Some people think of the sciences and the humanities as mutually exclusive categories: Wake Forest English professor Meredith Farmer is not one of them. Farmer specializes in 19th-century American literature, a field that allows her to chase her interest in the overlap between science and the humanities. The connection? “In the 19th century there was less of a difference between the two fields – in the 1850s, scientists and philosophers (and other humanities scholars) were talking to each other much more often,” Farmer explains. Now, her scholarship continues in this tradition, bridging the gap between the two spheres and demonstrating how an interdisciplinary approach to environmental studies can strengthen both the liberal arts and the sciences.

Unsurprisingly, this energy infuses her teaching. Farmer’s classes intertwine literature, history, and science, and challenge students to engage the public with what they have learned. Next semester, she is offering a class called “Environmental Destruction” geared toward english and environmental program students. The course will traverse the history of the American environmental movement, starting with early nature writing by Henry David Thoreau and Ralph Waldo Emerson, through the establishment of our national parks and forests and John Muir’s work, and ending with examinations of recent environmental disasters like the BP oil spill and Hurricane Katrina by Stephanie LeMenanger and Natasha Trethewey. Along the way, students will improve their writing and learn the art of podcasting to communicate what they learn.

Farmer’s deep interest in the way science is communicated and reflected in literature is reflected by her new edited volume. The book, Ahab Unbound: Melville and the Materialist Turn, features 16 essays by accomplished scholars, each examining the character of Captain Ahab from Moby Dick through a different scientific lens, ranging from natural history to neuroscience.

“The environmental program is a great venue for doing this type of thing on campus”

For Farmer, working on this book “reiterated the importance of understanding how to communicate to non-experts…you have to zoom out more than you think you do.” She recalls how, when she was researching for the book at the Smithsonian National Museum of American History, marine mammal experts from the National Museum of Natural History would attend the history museum’s lectures on Herman Melville (the author of Moby-Dick), excited to learn about whales from a different perspective and to share their knowledge. This type of cross-talk between fields is invaluable, and something we at Wake Forest are uniquely positioned to foster: “The environmental program is a great venue for doing this type of thing on campus,” Farmer points out.

Farmer’s next project will be her most ambitious yet — she’s interested in exploring the history of weather tracking and society’s understanding of climate change. In 1819, the US Army Surgeon General’s office started recording weather patterns due to fears about how changes in the weather could influence the distributions of diseases across the country. “We’ve been worried about climate change for over 200 years, because it mattered for agrarian and military purposes,” says Farmer. “I want to track the history of this movement up until today, and map out the longer and infinitely more complex history of the investment in climate change.” Along the way, she will be scouring literature for references to climate and weather to understand how these concerns manifested in American writing and what kinds of weather and climate-related information circulated in popular culture through time.

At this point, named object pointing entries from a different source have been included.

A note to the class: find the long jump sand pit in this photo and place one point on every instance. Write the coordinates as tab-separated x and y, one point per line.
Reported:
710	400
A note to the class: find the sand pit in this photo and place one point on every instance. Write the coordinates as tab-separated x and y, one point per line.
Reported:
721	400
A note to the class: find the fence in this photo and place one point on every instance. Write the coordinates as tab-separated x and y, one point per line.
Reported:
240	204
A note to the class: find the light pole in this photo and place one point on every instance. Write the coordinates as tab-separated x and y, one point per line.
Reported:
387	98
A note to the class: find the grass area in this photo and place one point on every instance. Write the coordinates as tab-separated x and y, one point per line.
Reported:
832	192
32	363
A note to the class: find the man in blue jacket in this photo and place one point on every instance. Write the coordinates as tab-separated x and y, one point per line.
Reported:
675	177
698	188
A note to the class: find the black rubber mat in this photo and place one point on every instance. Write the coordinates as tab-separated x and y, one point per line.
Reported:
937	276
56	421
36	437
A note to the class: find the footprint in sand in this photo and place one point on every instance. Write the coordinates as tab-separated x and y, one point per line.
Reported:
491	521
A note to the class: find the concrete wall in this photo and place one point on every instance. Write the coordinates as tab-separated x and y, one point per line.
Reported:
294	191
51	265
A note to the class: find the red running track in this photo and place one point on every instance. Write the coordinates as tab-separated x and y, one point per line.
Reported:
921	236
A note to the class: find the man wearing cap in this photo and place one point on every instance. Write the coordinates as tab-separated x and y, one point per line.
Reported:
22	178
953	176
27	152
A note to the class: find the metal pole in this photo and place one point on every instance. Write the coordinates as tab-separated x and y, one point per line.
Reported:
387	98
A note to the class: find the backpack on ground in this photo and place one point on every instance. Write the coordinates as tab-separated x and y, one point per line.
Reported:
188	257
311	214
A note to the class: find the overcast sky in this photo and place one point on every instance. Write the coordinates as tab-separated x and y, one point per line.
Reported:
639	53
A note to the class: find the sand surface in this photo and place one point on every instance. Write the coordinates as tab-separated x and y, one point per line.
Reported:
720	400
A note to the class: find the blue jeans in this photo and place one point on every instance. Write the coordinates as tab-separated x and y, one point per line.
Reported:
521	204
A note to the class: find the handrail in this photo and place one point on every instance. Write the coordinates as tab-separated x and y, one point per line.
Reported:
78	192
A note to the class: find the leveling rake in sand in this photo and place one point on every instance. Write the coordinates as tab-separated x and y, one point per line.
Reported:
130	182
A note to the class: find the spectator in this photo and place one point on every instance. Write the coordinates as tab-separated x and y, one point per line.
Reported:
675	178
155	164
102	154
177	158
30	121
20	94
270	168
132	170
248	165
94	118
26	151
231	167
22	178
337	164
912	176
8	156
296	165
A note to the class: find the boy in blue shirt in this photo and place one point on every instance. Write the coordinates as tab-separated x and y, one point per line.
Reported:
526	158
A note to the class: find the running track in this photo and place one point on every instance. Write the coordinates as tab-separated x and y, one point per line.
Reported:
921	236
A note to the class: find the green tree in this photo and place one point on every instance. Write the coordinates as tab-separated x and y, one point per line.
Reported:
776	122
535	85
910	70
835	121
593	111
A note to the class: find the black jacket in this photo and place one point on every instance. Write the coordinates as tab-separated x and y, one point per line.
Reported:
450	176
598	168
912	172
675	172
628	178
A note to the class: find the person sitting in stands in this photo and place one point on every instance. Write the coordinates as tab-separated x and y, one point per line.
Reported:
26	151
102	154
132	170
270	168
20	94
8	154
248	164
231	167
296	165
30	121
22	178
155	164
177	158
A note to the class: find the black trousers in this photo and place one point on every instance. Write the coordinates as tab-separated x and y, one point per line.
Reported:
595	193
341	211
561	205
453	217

While her work is wide ranging, a common thread running through all of Farmer’s projects is public engagement. Digital essays by her previous environmental and english courses are available in a permanent public exhibit, and a similar digital exhibit produced by her class called “Slave Narratives, Global and Local” in conjunction with Old Salem’s Hidden Town project conveys Winston Salem history to local middle school students. Her efforts to share the work she and her students do on campus with the wider community communicates the importance of a healthy environment through the lenses of philosophy, history, and — yes — even science. Farmer puts it even more simply: “Public humanities are engaged humanities.”